Ciekawym pomysłem było ujęcie końcówki filmu jakby widzianej z archiwalnej kliszy. Szkoda, że zabrakło gestu salutowania  niemieckiego gen.Eberhardta przed mjr. Sucharskim - byłoby tak ku pokrzepieniu serc.

4 komentarze:

  1. Miałam ciarki czytając twój tekst Dla mnie także początek września jest takim okresem zadumy w patriotyczno - wojennych klimatach, chociaż od lat zabieganie i mnóstwo innych niż w latach szkolnych spraw na głowie nie pozwala należycie skupić się nad tematem. Chętnie obejrzę ten film - nie żadną przepłaconą produkcję z hollywoodzkim rozmachem i patosem, a naszą swojską. Ciekawa jestem, jak było naprawdę, i choć pewnie będzie mnie uwierał brak jednoznacznej opinii, obejrzę na pewno.
    Pozdrawiam serdecznie:)

    OdpowiedzUsuń
  2. Cieszę się, że Cię zachęciłam.
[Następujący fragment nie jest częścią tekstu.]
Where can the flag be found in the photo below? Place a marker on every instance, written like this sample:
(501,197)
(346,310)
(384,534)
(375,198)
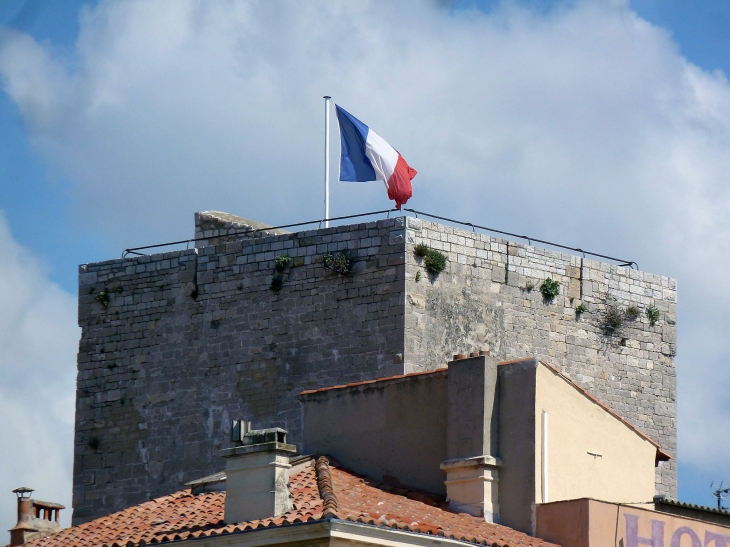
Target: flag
(366,156)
Obejrzyj i podziel się swoją opinią, bo jestem ciekawa; tyle było kontrowersji wokół tego filmu...
    Pozdro :)

    OdpowiedzUsuń
  3. Film naprawdę bym obejrzała. Wiadomo - nasze rodzime kino nie ma aż takich środków pieniężnych, a jeżeli ma to przeznacza je na beznadziejne filmy w stylu "odgrzewanych amerykańskich kotletów". Jestem zdania, że każdy powinien obejrzeć film, chociażby po to, by wyrazić opinię na jego temat. Szczególnie, że ten film mówi o "czymś"! Czymś, czego uczymy się na lekcjach historii z przejęciem!
    Bronić Westerplatte przez tydzień, gdzie przecież oczekiwano od nich tylko trzech dni! Na samą myśl przechodzą mnie ciarki. Ciarki przejęcia i dumy :)

    OdpowiedzUsuń
  4. Ja ostatnio "boję się" oglądać nasze kino, ponieważ w większości przypadków jest to nieudana próba utworzenia filmu, który powinien być dobry, ale takim nie jest. Faktem jest, że brak funduszy jest na realizację filmu w dobrej jakości, ale ostatnio powstaje tyle polskich filmów historycznych, na które "walą" tłumy i jest coraz więcej sponsorów, że wydaje mi się, iż powinna poprawić się ta sytuacja w polskiej kinematografii. Ale chcieć, a móc to różna kwestie.